Tuesday, July 31, 2012

One Moment

It’s funny how just a little time can change things.  How one moment can change your life completely.

I was looking in my phone the other day at a note I have called “Blog about.”  The first topic I have written on it says this:

“I can’t picture myself married. Maybe because
I’ve wanted it for so long and it
just never happened?”

I truly felt that way at the time.  I had been dreaming of being married since my late teens and after years of being single, all the sudden I just didn’t feel like it would ever happen for me.  Like it was an unattainable dream.  I would try to picture myself in my day to day life with a husband.  Someone by my side through thick and thin.  Every time I would try though, it didn’t even seem like a possibility. I couldn’t even dream up a situation where that would feel normal.

Enter C…..

We’ve been talking about marriage. Gasp. 
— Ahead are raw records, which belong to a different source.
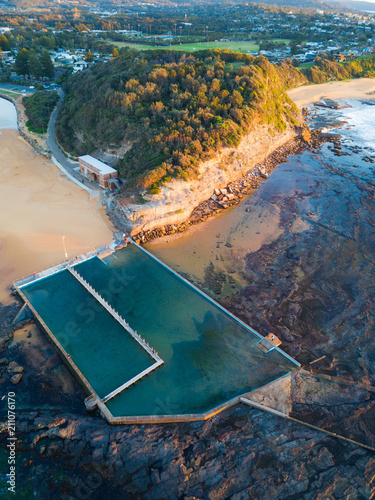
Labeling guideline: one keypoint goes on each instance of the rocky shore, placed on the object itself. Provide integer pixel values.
(232, 193)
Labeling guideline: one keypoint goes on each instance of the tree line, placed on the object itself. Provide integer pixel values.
(175, 109)
(29, 63)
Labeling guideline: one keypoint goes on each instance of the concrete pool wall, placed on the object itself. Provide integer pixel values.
(94, 400)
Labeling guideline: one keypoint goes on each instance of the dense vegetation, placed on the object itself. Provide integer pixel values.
(174, 109)
(38, 108)
(325, 70)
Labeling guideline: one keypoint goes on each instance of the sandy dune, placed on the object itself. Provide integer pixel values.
(358, 88)
(38, 206)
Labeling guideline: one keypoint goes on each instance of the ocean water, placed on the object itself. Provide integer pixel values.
(312, 282)
(225, 240)
(8, 115)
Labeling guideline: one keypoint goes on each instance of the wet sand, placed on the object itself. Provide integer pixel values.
(38, 206)
(358, 88)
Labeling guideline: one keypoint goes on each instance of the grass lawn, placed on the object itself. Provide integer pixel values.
(191, 47)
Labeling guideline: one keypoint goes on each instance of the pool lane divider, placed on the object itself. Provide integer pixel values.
(126, 326)
(65, 356)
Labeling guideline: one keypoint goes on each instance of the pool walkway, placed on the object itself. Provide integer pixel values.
(126, 326)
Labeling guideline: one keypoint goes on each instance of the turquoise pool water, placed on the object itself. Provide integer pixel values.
(104, 352)
(208, 356)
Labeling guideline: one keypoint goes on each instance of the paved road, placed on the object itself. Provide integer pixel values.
(70, 166)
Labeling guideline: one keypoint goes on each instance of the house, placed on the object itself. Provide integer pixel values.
(79, 66)
(98, 171)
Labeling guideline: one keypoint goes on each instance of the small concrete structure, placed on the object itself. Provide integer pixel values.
(98, 171)
(273, 339)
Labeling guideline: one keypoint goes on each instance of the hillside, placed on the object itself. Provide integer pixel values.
(171, 111)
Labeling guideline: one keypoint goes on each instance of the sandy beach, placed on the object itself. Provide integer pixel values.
(38, 206)
(358, 88)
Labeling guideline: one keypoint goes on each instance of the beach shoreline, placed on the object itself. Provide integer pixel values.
(38, 206)
(359, 88)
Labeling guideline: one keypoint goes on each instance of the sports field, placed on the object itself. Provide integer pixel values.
(244, 47)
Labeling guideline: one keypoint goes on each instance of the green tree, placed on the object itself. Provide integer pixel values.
(4, 43)
(22, 63)
(89, 57)
(47, 64)
(35, 66)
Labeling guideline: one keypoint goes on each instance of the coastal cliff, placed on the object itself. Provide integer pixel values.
(177, 200)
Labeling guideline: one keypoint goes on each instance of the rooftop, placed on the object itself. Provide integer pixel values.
(102, 167)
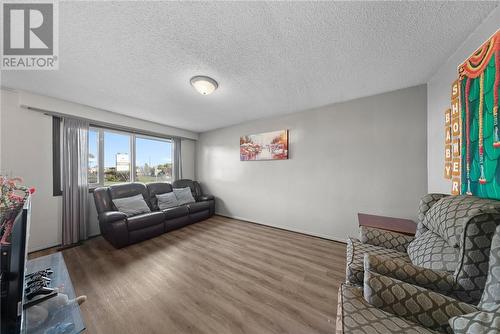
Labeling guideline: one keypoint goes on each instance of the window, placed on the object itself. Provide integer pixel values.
(113, 155)
(93, 167)
(117, 165)
(153, 160)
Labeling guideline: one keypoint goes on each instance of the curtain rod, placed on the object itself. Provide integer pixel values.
(105, 124)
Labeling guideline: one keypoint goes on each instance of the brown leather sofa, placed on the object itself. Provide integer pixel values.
(121, 230)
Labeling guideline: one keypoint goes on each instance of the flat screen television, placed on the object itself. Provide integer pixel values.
(13, 259)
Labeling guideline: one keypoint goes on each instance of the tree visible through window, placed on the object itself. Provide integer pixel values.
(113, 155)
(153, 160)
(116, 158)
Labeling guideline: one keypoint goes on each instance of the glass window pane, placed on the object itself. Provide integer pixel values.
(93, 166)
(116, 158)
(153, 160)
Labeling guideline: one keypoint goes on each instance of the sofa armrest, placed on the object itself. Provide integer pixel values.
(428, 308)
(386, 239)
(477, 322)
(205, 198)
(441, 281)
(111, 216)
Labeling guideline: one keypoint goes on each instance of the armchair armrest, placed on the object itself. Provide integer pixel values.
(441, 281)
(386, 239)
(476, 322)
(111, 216)
(428, 308)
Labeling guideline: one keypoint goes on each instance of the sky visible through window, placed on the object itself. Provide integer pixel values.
(152, 152)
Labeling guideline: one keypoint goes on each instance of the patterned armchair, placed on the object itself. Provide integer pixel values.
(449, 253)
(386, 304)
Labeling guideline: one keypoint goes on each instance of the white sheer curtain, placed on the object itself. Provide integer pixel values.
(74, 180)
(177, 159)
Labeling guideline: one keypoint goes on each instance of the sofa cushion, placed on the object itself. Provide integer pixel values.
(167, 201)
(198, 206)
(176, 212)
(132, 205)
(355, 258)
(145, 220)
(155, 188)
(184, 195)
(481, 322)
(128, 189)
(431, 251)
(355, 315)
(449, 215)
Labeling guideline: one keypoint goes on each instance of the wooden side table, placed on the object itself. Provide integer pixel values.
(400, 225)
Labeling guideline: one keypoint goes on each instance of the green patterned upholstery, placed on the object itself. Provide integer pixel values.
(386, 239)
(430, 309)
(407, 272)
(448, 216)
(491, 295)
(356, 316)
(356, 251)
(481, 322)
(453, 235)
(421, 300)
(426, 202)
(433, 252)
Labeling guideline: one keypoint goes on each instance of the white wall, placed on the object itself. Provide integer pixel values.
(366, 155)
(26, 150)
(438, 100)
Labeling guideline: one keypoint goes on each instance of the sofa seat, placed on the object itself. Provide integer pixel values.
(356, 251)
(355, 315)
(176, 212)
(198, 206)
(145, 220)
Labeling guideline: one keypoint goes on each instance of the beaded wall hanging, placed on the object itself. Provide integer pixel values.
(479, 84)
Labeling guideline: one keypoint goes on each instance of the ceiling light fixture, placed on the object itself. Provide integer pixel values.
(204, 85)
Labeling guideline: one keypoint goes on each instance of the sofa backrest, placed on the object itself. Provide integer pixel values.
(449, 215)
(102, 200)
(128, 190)
(195, 186)
(426, 202)
(461, 228)
(157, 188)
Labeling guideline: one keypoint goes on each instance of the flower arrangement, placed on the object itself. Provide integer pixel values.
(12, 198)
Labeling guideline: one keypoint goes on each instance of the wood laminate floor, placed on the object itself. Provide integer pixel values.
(217, 276)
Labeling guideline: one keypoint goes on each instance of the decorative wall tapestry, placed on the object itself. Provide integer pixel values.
(264, 146)
(479, 82)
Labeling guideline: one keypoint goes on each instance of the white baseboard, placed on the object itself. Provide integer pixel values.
(286, 228)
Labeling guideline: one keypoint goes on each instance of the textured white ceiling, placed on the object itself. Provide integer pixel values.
(269, 58)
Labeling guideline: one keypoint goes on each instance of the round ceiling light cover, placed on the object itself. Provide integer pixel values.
(203, 84)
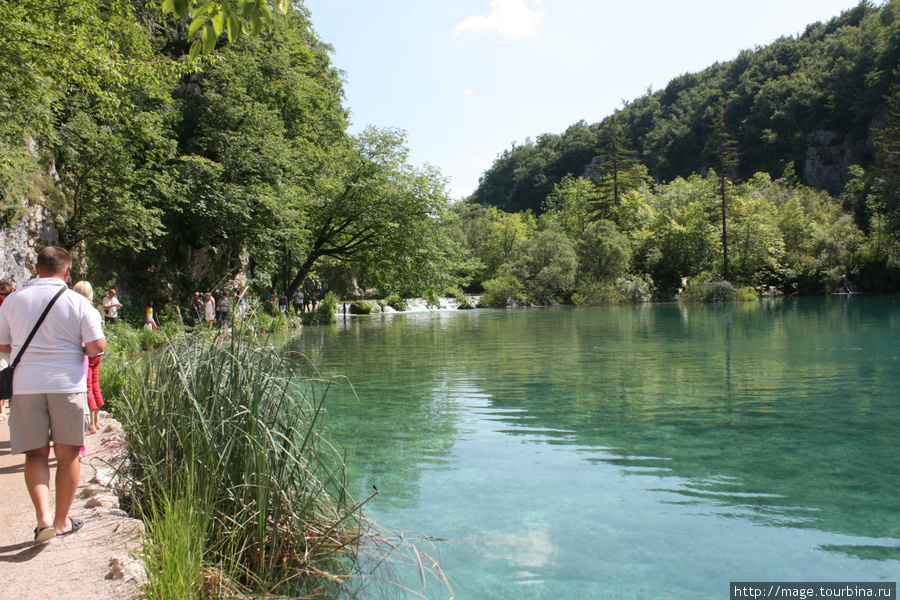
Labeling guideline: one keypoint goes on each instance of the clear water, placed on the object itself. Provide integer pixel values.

I can totally picture my life with him.  In fact, I can’t wait for that. I never thought I could love someone this much, but yet I do.  I picture us cooking side by side in the evenings, splitting chores on the weekend, doing lots of traveling and raising a family together.

I wouldn’t want to be with anyone else.  He makes me happier than I have ever been. Both statements I am not sure I have ever uttered about another person.

All it took was a chance meeting to change the path of my life.  God was looking out for me.

Not even a year after I started and named my blog it might no longer be relevant.  Whoops!

Friday, July 13, 2012

Away Games

I have decided I will never be the kind of woman that could marry a man that takes a lot of business trips.  Someone who is in a different city every week.  Someone who leaves for weeks at a time. Someone who spends days in a time zone different than the one I am in.

Every time C leaves I hate it. I know it’s just for a few days, but I still miss him.  I am thankful it is only 8-10 times a year.  I am thankful that the trips aren’t any longer.  I am thankful that he misses me too when he is gone. I am thankful that he keeps in contact with me and still calls to say goodnight. 

I am also jealous that he gets to travel to so many new places on someone else’s dime!

I guess I need to look on the bright side. It could be worse.  It could be for longer or more often.  I actually do get a lot of cleaning and whatnot when he is gone.  Not to mention some good “me time.”  But I miss him.  I just want some hugs.

That’s not too much to ask for right?